Kamui Kobayashi: “Monza will be challenging, we have to find the best possible set-up for the car and see how fast we can go on the long straights. Last year we qualified 12th, which wasn’t too bad, because we expected difficulties there. Hopefully the race this year can be better. Last year I didn’t manage to do the race because I had a technical problem, and I retired on my first lap after starting from the pit lane. But this year I am quite confident of doing a good race. I like Monza. I have driven quite a lot there because I did Formula Renault Italia. I have also done GP2, but that wasn’t nice as I remember there was a lot of rain then. Anyway, I like the track and the town, as there are a couple of nice restaurants, it is quite close to Milan and it is always nice to go there as well.”

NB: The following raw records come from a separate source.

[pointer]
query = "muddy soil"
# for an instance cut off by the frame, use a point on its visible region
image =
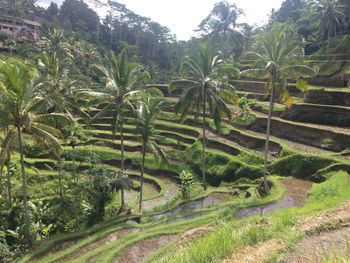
(328, 246)
(255, 254)
(295, 196)
(140, 251)
(108, 239)
(206, 202)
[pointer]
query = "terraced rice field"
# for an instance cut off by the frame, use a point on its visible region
(132, 238)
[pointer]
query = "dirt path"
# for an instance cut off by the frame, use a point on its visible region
(293, 145)
(171, 191)
(295, 196)
(140, 251)
(328, 246)
(222, 139)
(326, 237)
(108, 239)
(255, 254)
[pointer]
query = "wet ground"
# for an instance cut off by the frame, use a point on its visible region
(140, 251)
(295, 196)
(206, 202)
(108, 239)
(327, 246)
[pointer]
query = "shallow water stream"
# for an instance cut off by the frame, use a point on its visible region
(206, 202)
(295, 196)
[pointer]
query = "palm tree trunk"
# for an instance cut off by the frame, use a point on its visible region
(122, 198)
(74, 168)
(268, 129)
(142, 171)
(328, 44)
(60, 176)
(24, 191)
(9, 187)
(203, 143)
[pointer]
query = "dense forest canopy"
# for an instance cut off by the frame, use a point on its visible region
(84, 106)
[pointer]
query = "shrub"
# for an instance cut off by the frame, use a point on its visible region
(221, 167)
(186, 183)
(300, 166)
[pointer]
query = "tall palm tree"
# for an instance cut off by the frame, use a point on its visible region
(122, 81)
(330, 15)
(23, 100)
(205, 86)
(74, 134)
(147, 110)
(278, 62)
(5, 153)
(222, 20)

Sergio Pérez: “I’m very much looking forward to the Italian Grand Prix. The track in Monza is one of my favourites. There I did what I regard as my best race weekend so far. It was in Formula 3 when I qualified 14th and won both races. In 2007 and 2008 I raced there in F3 and then also in GP2. The very long straights in Monza could be tough for us. I want to maintain a good rhythm with positive performances in qualifying and for the start. Then, of course, I want to finish the race and score points for the team. It is my aim to finish the European season on a high. The race weekend there always has a very special atmosphere, and I can’t wait to take part for the first time in the Formula One Grand Prix. I like the people in Italy a lot and, of course, I’m a fan of Italian food.”

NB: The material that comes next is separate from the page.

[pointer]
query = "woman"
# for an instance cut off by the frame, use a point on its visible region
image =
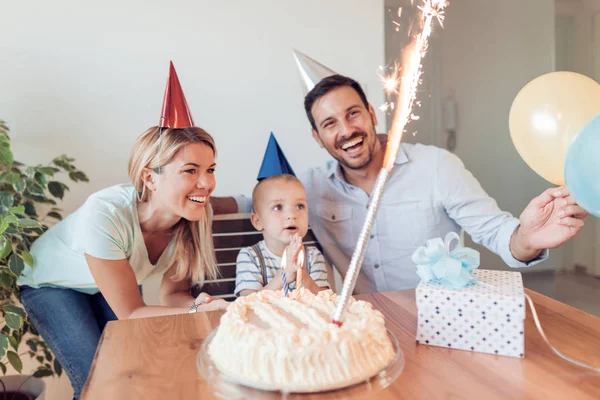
(88, 268)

James Key, Technical Director: “The Italian Grand Prix in Monza is a unique event for many reasons. First of all it’s a very old and famous circuit with a great deal of motor racing history behind it, and is a place where teams have been going for many years. It also has one of the greatest atmospheres of the year, with huge support from all the fans. Technically it’s by far the lowest drag level circuit of the season. To get the drag down to levels which are optimum you have to reduce downforce, which is why we call it a low downforce track, although fundamentally it’s a low drag track. It’s a mix of long straights with two chicanes. Certainly the first one provides an overtaking opportunity, followed by a whole range of low to high speed corners in sector two – with the Lesmo corners and the Ascari – and then a very tricky corner, the Parabolica at the end of the lap, which is quite critical for carrying as much speed as possible down the pit straight.

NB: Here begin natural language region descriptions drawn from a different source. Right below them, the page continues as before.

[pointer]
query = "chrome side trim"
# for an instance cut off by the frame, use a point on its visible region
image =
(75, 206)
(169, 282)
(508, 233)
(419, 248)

“Although the lap is quite simple, it’s quite technical particularly with the downforce level you are running. You need a well balanced car through these corners. It’s also critical for braking, because the top speeds are by far the highest of the year, and you’re braking down to a very low speed for the two chicanes. In addition, the kerbs play their role in these chicanes, although in recent years the amount of kerbs you can use has been limited a bit. So it has a lot of different aspects to it. Overtaking can be expected in two places, although we don’t know yet how effective the DRS will be in such a low downforce setting. The tyres will be the soft and medium compound, as in Spa-Francorchamps. For the car we will have a modified front wing for low downforce settings and a rear wing specific to Monza.”